IL CAPO DIPARTIMENTO
F.to Cons. Ermenegilda SINISCALCHI

 

[1] Si evidenzia che l’art. 53, comma 1, fa salve anche la speciale disciplina sulle incompatibilità del personale amministrativo, artistico e tecnico a tempo indeterminato degli enti lirici e delle istituzioni concertistiche assimilate di cui all’art. 9, commi 1 e 2 della legge n. 448 del 1992, della scuola di cui agli articoli indicati del d.lgs. n. 297 del 1994 e del personale dipendente del S.S.N. di cui all’art. 4, comma 7, della legge n. 412 del 1991.

[2] Per la disciplina derogatoria in materia di rapporto di lavoro part-time si rinvia alla lettura dell’art. 1, comma 56 e seguenti comma 56- bis, della legge n. 662 del 1996.[1]A tale proposito si tenga presente che nella prima stesura del progetto di legge poi trasfuso nella legge n. 145 del 2002, nella parte dedicata all’introduzione dell’art. 23-bis nel decreto legislativo n. 165 del 2001 (A.C. 1696, art. 5, comma 1) si faceva riferimento a “amministrazioni diverse da quella di appartenenza, soggetti privati, enti pubblici economici ed altri organismi pubblici o privati operanti anche in ambito internazionale”.

[3] A tale proposito si tenga presente che nella prima stesura del progetto di legge poi trasfuso nella legge n. 145 del 2002, nella parte dedicata all’introduzione dell’art. 23-bis nel decreto legislativo n. 165 del 2001 (A.C. 1696, art. 5, comma 1) si faceva riferimento a “amministrazioni diverse da quella di appartenenza, soggetti privati, enti pubblici economici ed altri organismi pubblici o privati operanti anche in ambito internazionale”.

[4] A titolo di esempio si fa presente che l’art. 110 del d.lgs. n. 267 del 2000 nel testo modificato dall'art. 11, comma 1, lett. b), del d.l.  n. 90 del 2014 fa salva la possibilità di mantenimento del rapporto di lavoro in essere, a fronte della concessione da parte dell'Amministrazione di appartenenza dell'aspettativa prevista dalla medesima disposizione, fermo il generale principio di divieto di cumulo.

[5] Relazione illustrativa del disegno di legge A.C. 1696 del 2001 recante “Disposizioni per il riordino della dirigenza statale e per favorire lo scambio di esperienze e l'interazione tra pubblico e privato”, approvato definitivamente come legge 15 luglio 2002, n. 145.

[6] Si pensi in proposito alle previsioni in materia di incarichi dirigenziali conferiti ai sensi dell’art. 19, comma 5-bis e e comma 6, del d.lgs. n. 165 del 2001 ovvero dell’articolo 110 del d.lgs. n. 165 del 2000, o per il personale non dirigenziale ai provvedimenti di assegnazione temporanea o ancora al regime di aspettativa per l’esperimento del periodo di prova previsto dalla contrattazione.
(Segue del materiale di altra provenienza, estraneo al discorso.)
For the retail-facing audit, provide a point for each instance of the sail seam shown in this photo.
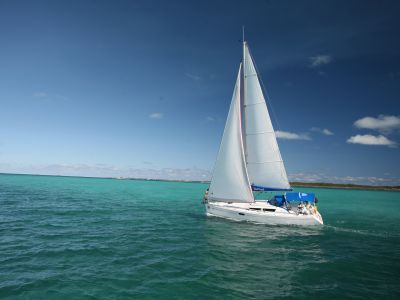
(262, 132)
(252, 104)
(265, 162)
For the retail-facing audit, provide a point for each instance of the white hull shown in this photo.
(261, 212)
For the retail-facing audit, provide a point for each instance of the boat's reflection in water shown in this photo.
(245, 257)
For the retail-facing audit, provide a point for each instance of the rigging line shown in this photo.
(265, 92)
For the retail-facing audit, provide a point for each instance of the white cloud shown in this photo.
(319, 60)
(291, 135)
(103, 170)
(324, 131)
(156, 115)
(325, 178)
(382, 123)
(369, 139)
(40, 95)
(194, 77)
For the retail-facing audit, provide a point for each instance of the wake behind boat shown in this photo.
(249, 160)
[7] Nel solco della disciplina dell’art. 23-bis del d.lgs. n. 165 del 2001 l’art. 10, comma 8, del CCNL 10 febbraio 2004, come modificato dall’art. 24, comma 13, del CCNL 3 novembre 2005 dell’Area della dirigenza medico-veterinaria prevede, ad esempio, che i soggetti presso cui i dirigenti medici e veterinari interessati possono svolgere un’esperienza professionale nel regime di aspettativa dell’art. 23-bis del d.lgs. n. 165 del 2001 presso gli organismi pubblici o privati dell’Unione europea, gli ospedali pubblici dei paesi dell’Unione europea e gli organismi internazionali, e questo nell’ottica del riconoscimento di un’esperienza.

[8] V. Consiglio di Stato, sez. IV, sent. 21 luglio 2005, n. 3914.
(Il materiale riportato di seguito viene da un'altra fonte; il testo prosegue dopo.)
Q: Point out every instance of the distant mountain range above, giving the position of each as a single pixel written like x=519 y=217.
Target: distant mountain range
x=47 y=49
[9] Art. 37 comma 2 del CCNL - comparto Università 2006/2009 art. 18 del CCNL - comparto scuola 2006/2009 - e art. 7, comma 8, del CCNL Integrativo Ministeri del 16 maggio 2001.

[10] Fanno eccezione per la disciplina di dettaglio ivi contenuta le speciali previsioni dell’art. 10, comma 8, del CCNL 10 febbraio 2004, come sostituito dall’art. 24, comma 13, e dell’art. 3 novembre 2005 dell’Area IV medico-veterinaria e dell’art. 10, comma 8, del CCNL 10 febbraio 2004, come integrato dall’articolo 24, comma 15, CCNL 3 novembre 2005 dell’Area III Dirigenza sanitaria, professionale, tecnica ed amministrativa.